Hyperpigmented Macules and Patches on the Face: Exogenous Ochronosis or Lichen Planus Pigmentosus?

ABSTRACT
We present a case of a patient with a 10-year history of blue-black macules and patches on the face and an associated history of skin-lightening cream usage. The skin lightening cream contained hydroquinone, which is often associated with exogenous ochronosis (EO). Interestingly, the biopsy did not show characteristic findings of ochronosis, confusing the final diagnosis, however discontinuing the skin-lightening creams halted the progression of the patient’s skin lesions supporting a diagnosis of EO. EO presents as asymptomatic hyperpigmentation after using products containing hydroquinone. This condition is most common in Black populations, likely due to the increased use of skin care products and bleaching cream containing hydroquinone in these populations. Topical hydroquinone is FDA-approved to treat melasma, chloasma, freckles, senile lentigines, and hyperpigmentation and is available by prescription only in the US and Canada. However, with the increased use of skin-lightening creams in certain populations, it is important for dermatologists to accurately recognize the clinical features of exogenous ochronosis to differentiate it from similar dermatoses. An earlier diagnosis can prevent the progression to severe presentations with papules and nodules. We summarize the clinical presentations diagnostic features, and treatment pearls, concluding with a discussion of the differential diagnoses. 

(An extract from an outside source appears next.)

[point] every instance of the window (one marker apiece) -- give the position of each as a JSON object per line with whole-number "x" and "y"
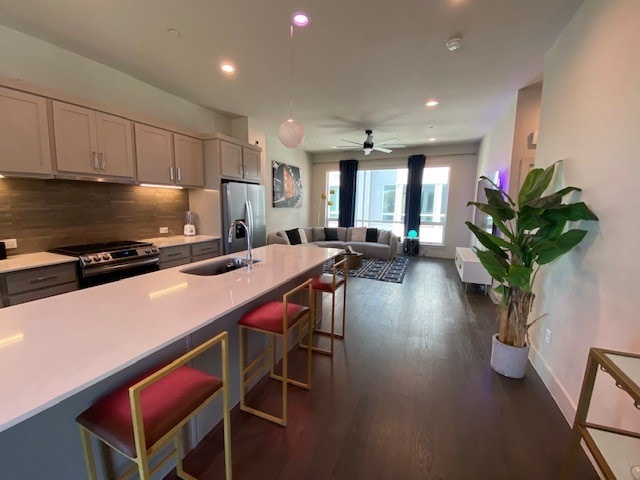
{"x": 433, "y": 207}
{"x": 332, "y": 204}
{"x": 381, "y": 197}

Acute Onset Linear Lichen Planus Pigmentosus of the Forehead: A Case Series

ABSTRACT

Linear lichen planus pigmentosus (LPP) of the face is a rare variant of lichen planus, with only a few cases published in the literature. It is an inflammatory condition with unknown etiology, characterized by blue-gray hyperpigmented macules, and tends to affect sun-exposed areas of the head and neck. The pathophysiology of linear lichen pigmentosus is poorly understood, though it is postulated to be caused by T-lymphocyte autoimmunity against keratinocytes. LPP more frequently affects middle age woman and skin phototypes III-VI. Treatment for linear LPP is difficult and there is no established first-line therapy; however, tacrolimus ointment, topical corticosteroids, and various systemic agents have shown to be effective in improving the appearance. Prior reports have characterized linear LPP that follows the lines of Blashko as more commonly affecting the trunk. We present three cases of linear lichen planus pigmentosus (LPP) of the forehead, a unique novel presentation of linear LPP of the face. One of our cases also provides supporting evidence for tacrolimus to be used as a preferred therapy to treat linear LPP of the face; however, more research is needed to support this claim. To our knowledge, this case series is the largest case series of linear lichen planus pigmentosus (LPP) of the forehead to be reported.